In an effort spearheaded by the Supreme Leader, Iran’s regime has courted Iraqi Prime Minister Haider al-Abadi, on issues such as regional leadership and opposition to an independent Iraqi Kurdistan.

After Ayatollah Khamenei welcomed al-Abadi on Tuesday and set out the Islamic Republic’s key points — notably without the presence of President Hassan Rouhani — Speaker of Parliament Ali Larijani pressed Iran’s line on Wednesday.

Larijani implicitly bolstered the increasingly vocal criticism of a Kurdistan referendum, declaring that “the Zionist regime seeks Iraq’s disintegration”. The Speaker even linked the issue to “Takfiri terrorists”, saying that they are creating internal conflicts “to raise the issue of Iraq’s partition, which Israel is seeking” and to occupy Baghdad with domestic issues to undermine its positive role in the region.

“Iran will never play into the hands of countries that deploy terrorists under different pretexts,” Larijani asserted.

On Tuesday, al-Abadi was taken straight from the airport to his audience with Ayatollah Khamenei, who used the occasion for another blasting of the US: ““Do not trust the Americans at all because they seek an opportunity to strike their blow.”

Khamenei said of Iraqi Kurdish independence: “As a neighbor, the Islamic Republic of Iran is against certain murmurs about the holding of a referendum for the separation of a section of Iraq.”

See Iran Daily, June 21: Was Tehran’s Missile Attack In Syria A Dud?

Iran’s long-standing interest in Iraq, and its approach to the region, is facing the dual challenge of a toughter Saudi line — bolstered by President Trump’s visit to Riyadh in late May — and the ISIS-claimed June 7 double attacks in Tehran.
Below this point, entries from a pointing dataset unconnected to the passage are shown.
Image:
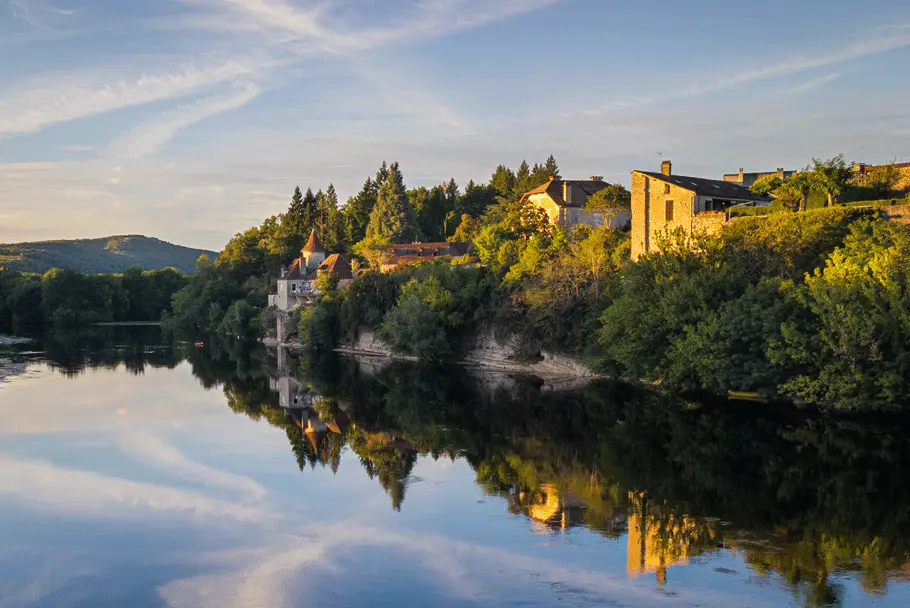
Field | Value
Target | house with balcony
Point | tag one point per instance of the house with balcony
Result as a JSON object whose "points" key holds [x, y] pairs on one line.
{"points": [[663, 203]]}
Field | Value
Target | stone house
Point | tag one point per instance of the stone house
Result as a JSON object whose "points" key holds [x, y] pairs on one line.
{"points": [[564, 201], [297, 284], [663, 202], [862, 172], [748, 179]]}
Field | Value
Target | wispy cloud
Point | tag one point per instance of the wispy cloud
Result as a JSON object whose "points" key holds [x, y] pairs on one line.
{"points": [[37, 13], [321, 28], [812, 84], [859, 50], [875, 46], [149, 138], [61, 98]]}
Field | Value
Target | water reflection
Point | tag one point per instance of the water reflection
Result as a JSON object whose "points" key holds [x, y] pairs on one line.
{"points": [[801, 498]]}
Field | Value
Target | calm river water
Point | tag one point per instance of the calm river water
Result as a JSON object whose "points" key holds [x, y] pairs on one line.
{"points": [[136, 472]]}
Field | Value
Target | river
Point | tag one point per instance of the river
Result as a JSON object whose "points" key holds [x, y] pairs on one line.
{"points": [[135, 471]]}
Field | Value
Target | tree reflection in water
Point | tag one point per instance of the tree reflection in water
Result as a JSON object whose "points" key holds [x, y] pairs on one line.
{"points": [[799, 495]]}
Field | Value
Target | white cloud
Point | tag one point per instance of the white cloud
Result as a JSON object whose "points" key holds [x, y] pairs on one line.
{"points": [[149, 138], [318, 29], [63, 98], [812, 84], [37, 13]]}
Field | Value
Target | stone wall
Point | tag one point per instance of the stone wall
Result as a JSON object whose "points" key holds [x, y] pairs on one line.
{"points": [[899, 214], [650, 199], [709, 222], [863, 173]]}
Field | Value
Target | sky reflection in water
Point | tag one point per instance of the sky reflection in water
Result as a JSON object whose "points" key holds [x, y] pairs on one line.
{"points": [[148, 490]]}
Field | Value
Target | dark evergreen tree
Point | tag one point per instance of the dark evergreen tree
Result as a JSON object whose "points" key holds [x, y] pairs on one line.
{"points": [[357, 211], [391, 216], [503, 180], [523, 177], [551, 167], [431, 211], [329, 223]]}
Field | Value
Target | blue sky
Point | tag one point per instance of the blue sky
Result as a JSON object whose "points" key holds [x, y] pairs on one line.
{"points": [[191, 120]]}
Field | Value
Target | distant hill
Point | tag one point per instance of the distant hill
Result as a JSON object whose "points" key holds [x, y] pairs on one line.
{"points": [[111, 254]]}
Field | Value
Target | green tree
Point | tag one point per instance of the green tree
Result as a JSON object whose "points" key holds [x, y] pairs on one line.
{"points": [[551, 167], [829, 176], [523, 177], [795, 191], [357, 211], [503, 180], [391, 217], [609, 201], [375, 250], [329, 221], [767, 184]]}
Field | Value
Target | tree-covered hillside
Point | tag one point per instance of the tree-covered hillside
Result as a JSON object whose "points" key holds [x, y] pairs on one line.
{"points": [[112, 254]]}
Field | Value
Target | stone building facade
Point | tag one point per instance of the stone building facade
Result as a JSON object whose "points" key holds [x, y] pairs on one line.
{"points": [[564, 200], [663, 202], [747, 179]]}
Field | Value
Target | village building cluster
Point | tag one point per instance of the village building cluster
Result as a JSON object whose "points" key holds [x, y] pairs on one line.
{"points": [[661, 203]]}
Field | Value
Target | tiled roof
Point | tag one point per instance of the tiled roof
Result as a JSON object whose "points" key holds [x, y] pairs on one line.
{"points": [[709, 187], [554, 188], [298, 272], [294, 271], [338, 265], [314, 245]]}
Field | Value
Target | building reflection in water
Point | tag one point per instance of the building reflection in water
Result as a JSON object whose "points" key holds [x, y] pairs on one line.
{"points": [[659, 539]]}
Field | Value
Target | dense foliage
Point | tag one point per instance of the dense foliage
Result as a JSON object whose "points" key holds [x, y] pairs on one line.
{"points": [[809, 306], [67, 298], [229, 295], [109, 255]]}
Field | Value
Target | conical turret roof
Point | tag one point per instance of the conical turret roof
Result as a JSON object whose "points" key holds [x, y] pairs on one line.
{"points": [[314, 245]]}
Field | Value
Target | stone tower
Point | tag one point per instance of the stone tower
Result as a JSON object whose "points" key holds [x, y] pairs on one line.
{"points": [[313, 252]]}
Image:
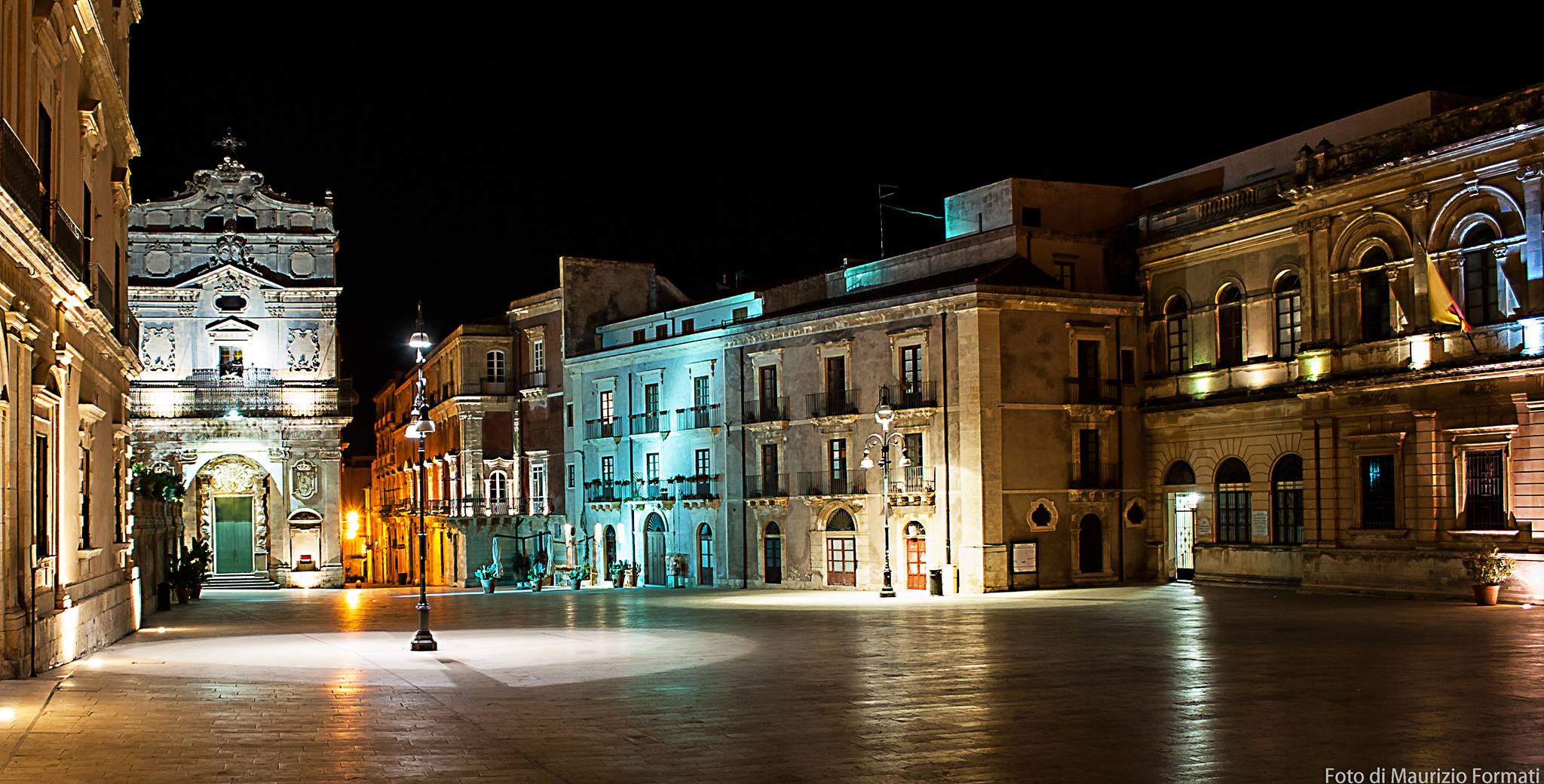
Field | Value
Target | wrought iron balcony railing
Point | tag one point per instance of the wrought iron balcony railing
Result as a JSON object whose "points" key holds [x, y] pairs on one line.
{"points": [[829, 483], [834, 403]]}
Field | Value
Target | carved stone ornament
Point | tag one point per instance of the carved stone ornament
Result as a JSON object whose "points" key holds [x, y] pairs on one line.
{"points": [[158, 349], [305, 349], [305, 479]]}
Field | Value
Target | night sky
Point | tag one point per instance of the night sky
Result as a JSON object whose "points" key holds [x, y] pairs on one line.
{"points": [[468, 153]]}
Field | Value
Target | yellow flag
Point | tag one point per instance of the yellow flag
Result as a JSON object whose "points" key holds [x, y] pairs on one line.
{"points": [[1444, 309]]}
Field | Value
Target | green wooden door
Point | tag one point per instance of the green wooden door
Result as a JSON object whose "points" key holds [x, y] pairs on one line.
{"points": [[234, 534]]}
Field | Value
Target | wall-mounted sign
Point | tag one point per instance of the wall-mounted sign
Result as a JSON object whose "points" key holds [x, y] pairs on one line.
{"points": [[1261, 524], [1024, 558]]}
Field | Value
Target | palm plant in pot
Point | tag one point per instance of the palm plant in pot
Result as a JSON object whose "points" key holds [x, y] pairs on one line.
{"points": [[1489, 570]]}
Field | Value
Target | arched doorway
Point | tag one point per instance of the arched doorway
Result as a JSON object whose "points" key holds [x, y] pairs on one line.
{"points": [[773, 556], [1090, 545], [231, 493], [608, 544], [842, 550], [916, 558], [704, 554], [655, 550]]}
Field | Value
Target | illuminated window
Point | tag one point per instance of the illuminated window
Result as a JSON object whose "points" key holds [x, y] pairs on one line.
{"points": [[1287, 501], [1288, 317], [1377, 492], [1230, 326], [496, 366], [1481, 277], [1233, 502], [1177, 334], [1376, 315]]}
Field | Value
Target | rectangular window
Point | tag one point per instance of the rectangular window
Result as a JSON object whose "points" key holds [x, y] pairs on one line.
{"points": [[1068, 274], [1377, 492], [85, 499], [1484, 490], [41, 485]]}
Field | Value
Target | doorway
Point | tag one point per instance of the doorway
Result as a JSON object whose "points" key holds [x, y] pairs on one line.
{"points": [[654, 550], [916, 558], [1183, 505], [234, 534]]}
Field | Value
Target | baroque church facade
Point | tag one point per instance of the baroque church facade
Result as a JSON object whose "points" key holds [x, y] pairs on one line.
{"points": [[240, 397]]}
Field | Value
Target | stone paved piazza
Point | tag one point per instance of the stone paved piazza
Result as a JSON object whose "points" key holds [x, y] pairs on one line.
{"points": [[1118, 684]]}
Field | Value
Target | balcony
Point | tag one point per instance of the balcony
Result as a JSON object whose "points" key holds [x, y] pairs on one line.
{"points": [[766, 485], [914, 396], [602, 428], [649, 421], [1094, 393], [535, 380], [604, 492], [770, 409], [698, 417], [829, 483], [69, 240], [832, 403], [700, 488], [235, 403], [20, 178], [1094, 476]]}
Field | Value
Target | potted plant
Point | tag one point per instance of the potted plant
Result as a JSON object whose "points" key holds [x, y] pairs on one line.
{"points": [[200, 558], [1489, 570], [489, 576]]}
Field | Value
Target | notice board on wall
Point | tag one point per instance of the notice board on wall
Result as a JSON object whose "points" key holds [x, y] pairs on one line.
{"points": [[1024, 558]]}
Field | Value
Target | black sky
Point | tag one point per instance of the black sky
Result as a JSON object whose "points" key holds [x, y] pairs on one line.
{"points": [[467, 153]]}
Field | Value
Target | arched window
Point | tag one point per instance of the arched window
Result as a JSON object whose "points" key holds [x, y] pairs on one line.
{"points": [[1376, 317], [1180, 473], [1287, 501], [1090, 545], [704, 554], [498, 488], [1230, 326], [1233, 502], [773, 554], [1177, 334], [1288, 317], [842, 550], [1481, 277], [496, 366]]}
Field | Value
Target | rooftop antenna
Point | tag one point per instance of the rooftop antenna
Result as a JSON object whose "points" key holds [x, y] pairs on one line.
{"points": [[879, 201]]}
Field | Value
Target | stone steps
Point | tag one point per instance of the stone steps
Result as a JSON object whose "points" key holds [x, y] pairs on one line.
{"points": [[240, 582]]}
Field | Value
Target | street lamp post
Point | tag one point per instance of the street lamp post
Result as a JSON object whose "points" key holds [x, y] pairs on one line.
{"points": [[885, 415], [419, 428]]}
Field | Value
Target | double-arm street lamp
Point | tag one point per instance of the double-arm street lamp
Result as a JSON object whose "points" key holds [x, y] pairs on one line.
{"points": [[419, 430], [885, 415]]}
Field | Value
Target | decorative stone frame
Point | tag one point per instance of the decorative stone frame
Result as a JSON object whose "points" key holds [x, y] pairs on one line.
{"points": [[1371, 445], [1486, 439], [1050, 507]]}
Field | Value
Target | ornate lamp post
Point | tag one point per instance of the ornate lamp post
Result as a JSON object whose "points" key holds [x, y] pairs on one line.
{"points": [[419, 428], [884, 440]]}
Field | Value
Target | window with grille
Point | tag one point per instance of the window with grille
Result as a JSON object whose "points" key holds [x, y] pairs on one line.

The Supreme Leader and senior military and political officials have escalated their rhetoric against a supposed US-Saudi-Israeli plot against the Islamic Republic, and the Revolutionary Guards fired missiles on Sunday into Syria, the first Iranian airstrikes in the country’s 75-month conflict.

Dropping his foreign policy of “engagement” for the harder line of the Supreme Leader, President Hassan Rouhani marks Quds (Jerusalem) Day on Wednesday:

Today, it happens rarely for Zionists not to have a hand, either behind the scenes or openly, in rifts among regional countries.

It is clear that they support terrorism in the region. Undoubtedly, the split between regional countries and the Muslim world, such as the ones between Iran and Saudi Arabia, Qatar and Saudi Arabia, Yemen and Saudi Arabia, and Egypt and Turkey eventually benefits global Zionism and usurping Israel.